Zufallsgespräch mit dem Mann in der Eisenbahn

Das braune Virus

d'Lëtzebuerger Land vom 13.03.2020

Gefährlicher als das Coronavirus sei das braune Virus, warnte Arbeitsminister Dan Kersch am Sonntag auf dem Parteitag der LSAP. Er diagnostizierte einen akuten Befall der ADR. Statt die in der Valissen-Affär so erfolgreiche Quarantäne zu empfehlen, rief der Minister die anständigen unter den ADR-Mitgliedern auf, ihre Partei zu verlassen und der LSAP beizutreten. Die Kongressdelegierten runzelten die Stirn. Sie befürchteten, dass das Virus so in die LSAP geschleppt würde.

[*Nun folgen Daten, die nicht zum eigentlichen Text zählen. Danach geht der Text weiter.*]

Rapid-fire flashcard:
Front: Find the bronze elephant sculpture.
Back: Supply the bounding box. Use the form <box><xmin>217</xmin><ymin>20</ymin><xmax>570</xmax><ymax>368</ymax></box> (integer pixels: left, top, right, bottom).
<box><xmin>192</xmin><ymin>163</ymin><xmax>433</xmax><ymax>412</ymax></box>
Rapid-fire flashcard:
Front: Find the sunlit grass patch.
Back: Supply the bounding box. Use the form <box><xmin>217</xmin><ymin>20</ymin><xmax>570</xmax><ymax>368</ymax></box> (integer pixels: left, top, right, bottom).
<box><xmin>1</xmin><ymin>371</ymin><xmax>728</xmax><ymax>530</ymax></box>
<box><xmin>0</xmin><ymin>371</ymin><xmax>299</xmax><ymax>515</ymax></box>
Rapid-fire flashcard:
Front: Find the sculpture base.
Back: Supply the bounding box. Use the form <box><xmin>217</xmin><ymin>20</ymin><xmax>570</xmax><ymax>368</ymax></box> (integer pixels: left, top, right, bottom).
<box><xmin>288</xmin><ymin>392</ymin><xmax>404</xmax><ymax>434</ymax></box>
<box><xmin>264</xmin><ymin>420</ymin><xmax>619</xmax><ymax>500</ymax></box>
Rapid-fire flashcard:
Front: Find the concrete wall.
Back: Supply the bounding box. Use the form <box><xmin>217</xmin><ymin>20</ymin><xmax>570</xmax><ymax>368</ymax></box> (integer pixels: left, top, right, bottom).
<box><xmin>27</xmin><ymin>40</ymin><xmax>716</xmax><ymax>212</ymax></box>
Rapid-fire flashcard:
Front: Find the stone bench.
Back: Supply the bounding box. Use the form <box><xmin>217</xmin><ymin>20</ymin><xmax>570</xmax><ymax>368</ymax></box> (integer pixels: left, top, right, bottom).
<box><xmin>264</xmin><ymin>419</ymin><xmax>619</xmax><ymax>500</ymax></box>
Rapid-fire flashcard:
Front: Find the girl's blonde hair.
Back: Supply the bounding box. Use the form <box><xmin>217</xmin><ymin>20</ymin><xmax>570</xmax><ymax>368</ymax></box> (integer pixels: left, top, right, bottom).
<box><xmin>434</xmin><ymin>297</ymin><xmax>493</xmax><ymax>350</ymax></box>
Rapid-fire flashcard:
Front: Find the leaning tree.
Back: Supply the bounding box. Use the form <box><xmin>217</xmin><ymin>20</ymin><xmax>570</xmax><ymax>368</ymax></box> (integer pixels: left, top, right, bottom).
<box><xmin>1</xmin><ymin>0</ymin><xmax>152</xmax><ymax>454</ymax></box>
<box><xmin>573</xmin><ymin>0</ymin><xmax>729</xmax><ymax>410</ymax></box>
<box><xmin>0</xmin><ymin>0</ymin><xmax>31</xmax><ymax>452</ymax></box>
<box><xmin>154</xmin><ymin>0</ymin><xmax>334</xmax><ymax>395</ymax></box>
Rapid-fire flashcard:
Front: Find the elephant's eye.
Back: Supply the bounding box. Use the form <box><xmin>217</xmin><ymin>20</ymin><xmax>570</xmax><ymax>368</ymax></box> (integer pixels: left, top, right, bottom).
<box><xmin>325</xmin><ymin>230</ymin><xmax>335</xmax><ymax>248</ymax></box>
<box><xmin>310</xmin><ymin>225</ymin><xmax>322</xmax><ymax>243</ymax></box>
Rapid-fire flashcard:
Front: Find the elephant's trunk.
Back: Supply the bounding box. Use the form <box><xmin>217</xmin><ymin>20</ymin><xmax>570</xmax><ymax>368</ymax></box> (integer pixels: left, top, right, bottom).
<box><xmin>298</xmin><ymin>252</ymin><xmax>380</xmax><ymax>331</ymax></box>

Die ADR ist eine kleine nationalkonservative Partei, die sich nach der Zucht und Ordnung des CSV-Staats der Fünfzigerjahre zurücksehnt. Im Land der Bankpaläste und BMW-Fahrer hat sie es nicht leicht, sich Gehör zu verschaffen. Deshalb steigert sie einmal im Jahr ihre

Stammtischparolen zu unappetitlichen Provokationen, bald als lustvolles Spiel mit dem Feuer, bald aus Hass, bald aus schierer Dummheit. Darauf folgt ein Ritual trotziger Rechtfertigungen und halbherziger Entschuldigungen. Vollblutnazis finden die ADR deshalb lau.

Die schönste Zeit des ehemaligen Aktiounskomitee 5/6-Pensioun fir jiddereen liegt 20 Jahre zurück. 1999 hatte es sieben Parlamentsmandate, heute sind es vier. Seit dem Rententisch sucht die Rentenpartei neue Namen, neue Wähler und neue Feindbilder. Bald bemüht sie sich um die sauertöpfischen Spießer am rechten Rand der CSV, bald um die im Konkurrenzkampf um Einkommen, Arbeit und Bildung Unterlegenen, bald versucht sie sich als Saubermänner, Skandaljäger, Wachstumskritiker oder Sprachschützer.

Wenn nicht einmal die ADR weiß, was sie ist, wie sollen es dann die anderen wissen? Die Leitartikler rätseln, wie sie den Pudding ADR an die Wand nageln können: als Rechtsextreme, Souveränisten, Populisten, Chauvinisten, Rechtsradikale, Natio-nalisten... Am liebsten schreiben sie „Rechtspopulisten“. Das klingt gebildet und verpfeift implizit „Linkspopulisten“.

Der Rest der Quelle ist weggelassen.